All three of these sources are earned in roughly the same way. Everybody plays a card simultaneously. Those cards are checked according to their suit and number. It’s trick-taking, according to the game’s description, while feeling nothing at all like taking tricks. Here, the winner of the trick advances their jet ski, the loser uses their card’s special ability, and everybody in between places a banner.

They're also used for idly shuffling as you try to check the time without letting your host know that you're dying of boredom.

Merchandise cards are used to race, place banners, and harvest fruit.

A few minor wrinkles prevent these bouts from becoming too samey. The previous play’s loser, for example, gets to select how far the merchant gate moves, which dictates which suit is dominant for the next play. Banner placement is about using the right card at the right time, usually to avoid taking home a wimpy prize for its placement, without accidentally tipping yourself to the winning or losing slot.

If it isn’t already abundantly clear, Banner Festival isn’t the sort of game where things happen. Not big things, anyway. No matter which card you play, you’ll win something. There’s room to win bigger than others, but the margins aren’t impressive, and entire avenues take more work than they’re worth. That goes double when you have more than a couple of players. As soon as there are enough cards in play that winning becomes a crapshoot, it becomes far more effective to stick yourself in the middle with strategic banner placements and a handful of starfruit. The regatta is rarely more than a tiebreaker.

Are your eyes glazing over? Mine are. The same problem crops up during play. We have yet to wrap a session without somebody asking when the game ends. There are no big plays to focus on, no stakes to gain or lose. There’s nothing inherently wrong with designing a game that rewards everybody at the table, but you run the risk of making those rewards too equivalent, too indistinct. The overall tone is one of condescension. What, we couldn’t be trusted to care? To lose big once in a while? To cackle at our fortunes? Doesn’t this entire festival resemble a series of gambles? And if so, where are the jackpots, the lost buckets of coins, the desperate celebrants? This thing is like a nickel slot that pays out a nickel eight times out of ten, then buzzes loudly in mock failure, then blips and boops when our tenth pull spills out the two nickels we just wagered. There’s no excitement. No energy. Just a pretty machine that spins in circles and ensures nobody gets creamed.

Aha, you made another banner. An exact replica of the banner before it, and the one before that. Well done.

Like every title from Druid City, Banner Festival is a looker.

Except I want to be creamed. At least I want the possibility. Cream me, daddy. Leave me a mess. Dash my hopes. Let somebody win.
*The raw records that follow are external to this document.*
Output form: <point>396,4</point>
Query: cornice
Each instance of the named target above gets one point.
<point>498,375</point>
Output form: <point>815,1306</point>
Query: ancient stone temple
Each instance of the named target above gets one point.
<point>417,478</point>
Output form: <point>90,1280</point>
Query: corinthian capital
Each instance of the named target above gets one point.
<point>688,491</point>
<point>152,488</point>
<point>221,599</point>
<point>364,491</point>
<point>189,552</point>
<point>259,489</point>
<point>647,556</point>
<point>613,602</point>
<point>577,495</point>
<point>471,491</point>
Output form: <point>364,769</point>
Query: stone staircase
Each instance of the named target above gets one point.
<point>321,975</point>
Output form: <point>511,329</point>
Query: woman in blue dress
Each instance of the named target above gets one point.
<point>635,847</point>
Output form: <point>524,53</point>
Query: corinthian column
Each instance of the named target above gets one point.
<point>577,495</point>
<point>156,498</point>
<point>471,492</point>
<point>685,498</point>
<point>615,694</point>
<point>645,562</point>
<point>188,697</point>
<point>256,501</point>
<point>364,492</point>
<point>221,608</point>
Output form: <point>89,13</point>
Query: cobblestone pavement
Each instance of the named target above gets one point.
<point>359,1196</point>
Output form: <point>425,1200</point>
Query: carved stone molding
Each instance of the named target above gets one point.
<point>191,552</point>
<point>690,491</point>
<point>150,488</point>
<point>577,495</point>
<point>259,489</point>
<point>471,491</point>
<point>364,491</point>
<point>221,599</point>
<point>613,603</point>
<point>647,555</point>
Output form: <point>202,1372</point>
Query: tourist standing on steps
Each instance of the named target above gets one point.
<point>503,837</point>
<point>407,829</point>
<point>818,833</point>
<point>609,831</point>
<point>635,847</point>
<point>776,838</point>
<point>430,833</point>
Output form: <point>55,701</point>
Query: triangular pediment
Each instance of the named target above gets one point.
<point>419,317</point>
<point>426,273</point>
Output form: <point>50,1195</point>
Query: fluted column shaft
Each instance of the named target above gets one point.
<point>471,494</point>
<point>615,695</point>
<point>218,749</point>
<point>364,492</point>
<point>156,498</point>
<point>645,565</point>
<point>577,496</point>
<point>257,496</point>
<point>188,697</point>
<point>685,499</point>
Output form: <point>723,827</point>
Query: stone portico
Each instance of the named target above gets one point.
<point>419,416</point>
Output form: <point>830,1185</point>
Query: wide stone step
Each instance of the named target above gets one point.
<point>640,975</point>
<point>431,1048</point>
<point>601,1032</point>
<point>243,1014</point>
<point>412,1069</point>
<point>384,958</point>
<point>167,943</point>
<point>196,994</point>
Until then, the annual Banner Festival, for all its roaring jet skis and flapping banners and runs-inducing starfruit feasts, is closer to a visit to grandma’s nursing home than the type of holiday that gets the kids counting down the days.

 

(If what I’m doing at Space-Biff! is valuable to you in some way, please consider dropping by my Patreon campaign or Ko-fi.)
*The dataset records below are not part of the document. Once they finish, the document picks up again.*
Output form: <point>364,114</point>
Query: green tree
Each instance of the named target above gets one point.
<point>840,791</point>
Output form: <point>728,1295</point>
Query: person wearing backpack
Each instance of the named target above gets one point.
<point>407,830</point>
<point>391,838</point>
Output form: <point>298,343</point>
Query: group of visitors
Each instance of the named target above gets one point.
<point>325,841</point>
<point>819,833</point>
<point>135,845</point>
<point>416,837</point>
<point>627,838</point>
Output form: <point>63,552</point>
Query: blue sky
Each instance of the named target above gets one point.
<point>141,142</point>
A complimentary copy was provided.

Posted on July 6, 2022, in Board Game and tagged , . Bookmark the permalink. 2 Comments.

  1. I wonder why they didn’t skin this one as the Caucus Race from Alice in Wonderland, seems like a natural fit with the Wonderland War thing. I think that fantastical settings can be visually appealing but they don’t give the player’s mind much to latch onto in terms of expectations for what the gameplay will entail or whether it will be fun. So now, in addition to teaching you how to play, we have to teach you about the setting and the world so the gameplay will make sense. Although sometimes it’s not so minutely articulated that that’s all that much to ask. But in general I’m coming to think that familiar has considerable advantages.

  2. Harry Hole Gold

    I could be mistaken, but I was under the impression that Druid City kept Tidal Blades and Skybound was keeping Wonderland’s War in their divorce from one another. This had an interesting look, but just didn’t appear to really even try to capture the theme of this world. Perhaps down the road I will get the chance to try it.